At this point, I would like to make clear that shots were fired at each other from both ends. I called them things like ‘man-child’ and ‘submissive little shit’, in response to their sexist comments. For each time they were called these names, I was called a ‘sissy little shit’, ‘fucking idiot’, and a few more along the same lines, none of which I took the slightest offence to. What they did not see coming their way was that I would publicly call them out on their vile behaviour. And so all they could come up with in response was to point at my comments calling them ‘little shits’ and such, and at my decision to make public their comments in an attempt to make a rather weak case of me cyber-bullying them. The irony of it!

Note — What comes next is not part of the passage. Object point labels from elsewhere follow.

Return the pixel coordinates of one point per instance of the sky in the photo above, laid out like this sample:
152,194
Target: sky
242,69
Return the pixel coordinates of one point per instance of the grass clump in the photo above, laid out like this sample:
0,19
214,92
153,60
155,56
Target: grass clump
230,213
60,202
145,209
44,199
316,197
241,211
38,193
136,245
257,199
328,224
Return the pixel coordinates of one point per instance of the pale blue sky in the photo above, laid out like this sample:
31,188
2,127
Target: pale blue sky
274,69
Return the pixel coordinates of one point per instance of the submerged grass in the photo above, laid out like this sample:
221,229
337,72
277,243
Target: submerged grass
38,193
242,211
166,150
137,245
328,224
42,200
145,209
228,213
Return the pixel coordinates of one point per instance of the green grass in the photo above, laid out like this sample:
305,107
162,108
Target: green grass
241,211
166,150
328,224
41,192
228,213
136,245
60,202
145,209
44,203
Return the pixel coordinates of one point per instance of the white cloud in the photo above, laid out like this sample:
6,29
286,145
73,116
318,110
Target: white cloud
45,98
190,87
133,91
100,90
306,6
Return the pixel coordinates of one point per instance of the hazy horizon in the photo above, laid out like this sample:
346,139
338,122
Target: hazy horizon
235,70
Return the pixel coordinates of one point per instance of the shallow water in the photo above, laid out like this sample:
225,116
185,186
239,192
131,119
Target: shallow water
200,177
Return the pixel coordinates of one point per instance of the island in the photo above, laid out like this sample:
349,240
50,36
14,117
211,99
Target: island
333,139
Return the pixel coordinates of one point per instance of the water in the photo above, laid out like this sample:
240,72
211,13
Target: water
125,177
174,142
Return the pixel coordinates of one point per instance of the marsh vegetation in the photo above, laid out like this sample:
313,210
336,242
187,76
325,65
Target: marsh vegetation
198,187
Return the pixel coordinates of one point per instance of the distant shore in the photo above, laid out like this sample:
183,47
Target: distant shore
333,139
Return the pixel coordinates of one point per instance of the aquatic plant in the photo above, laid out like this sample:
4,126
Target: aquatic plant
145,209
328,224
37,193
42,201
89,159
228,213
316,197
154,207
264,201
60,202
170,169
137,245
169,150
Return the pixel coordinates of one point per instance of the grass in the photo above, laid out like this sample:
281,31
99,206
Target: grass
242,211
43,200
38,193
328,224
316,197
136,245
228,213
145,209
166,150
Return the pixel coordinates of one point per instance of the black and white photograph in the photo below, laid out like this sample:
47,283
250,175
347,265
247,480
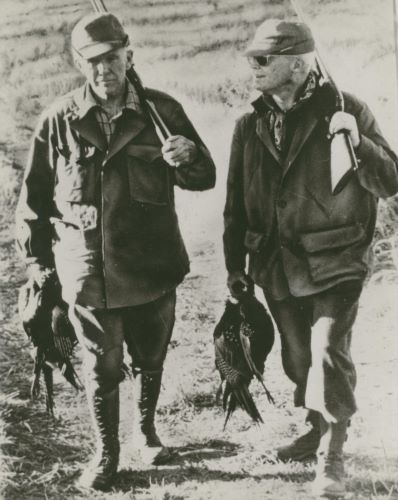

The reason that I felt the need to call them out is because this was not an isolated incident. Body shaming is happening to women all over the world, and especially on online forums, where women are constantly attacked on the basis of their physical appearance as a means to shoot down their opinions. This is made evident by the number of people with whom my experience has resonated, and who have shared my post along with their support and testimonials of similar experiences that they have had.

This brings us to the larger issue at hand that women across the world are constantly being body shamed, and their opinions, whether valid or otherwise, are invalidated simply on the basis of their physical appearance. Female voices, whenever raised for a valid issue, are in general faced with much backlash, and there is a constant attempt to silence them. The troubling responses that my own attempt at calling out this oppressive system was met with served only to further reiterate the need for such a calling out.

My calling out was met with comments that are laced in misogyny such as “Dicks out for *insert Bully B’s name*”; “Are the sisters famous yet?”; “Kardashians part 2”; “Who is her pull, da?”; “You are fat, big deal. Stop crying and bringing feminism into this.”

6Never mind the fact that more than half of the comments under Bully B’s response post is a cesspool of misogyny; the comment that steals the show is: “Hey *calls Bully B’s name*, did you tell everyone that you were not bullying, but whaling?” to which Bully B replied “If only it were that easy.”

Considering the fact that this is the sort of thing that passes off as a ‘joke’ even in 2016, as a feeble attempt at covering up their misogyny, and having fun at the expense of their bodies, how is it acceptable that women are not even allowed to express their disapproval of such sexism?

My haters might believe that my calling them out was in an attempt to gain cheap popularity or to be a ‘cool rebel’. All I have to ask is this: how can people so unabashedly make such regressive comments, play dirty on a public forum, and then expect to be given a free pass?

I urge anyone who has faced situations like this to find the courage in them to not take such comments lying down, but to call out these bullies each time that they dare display such ignorant behaviour.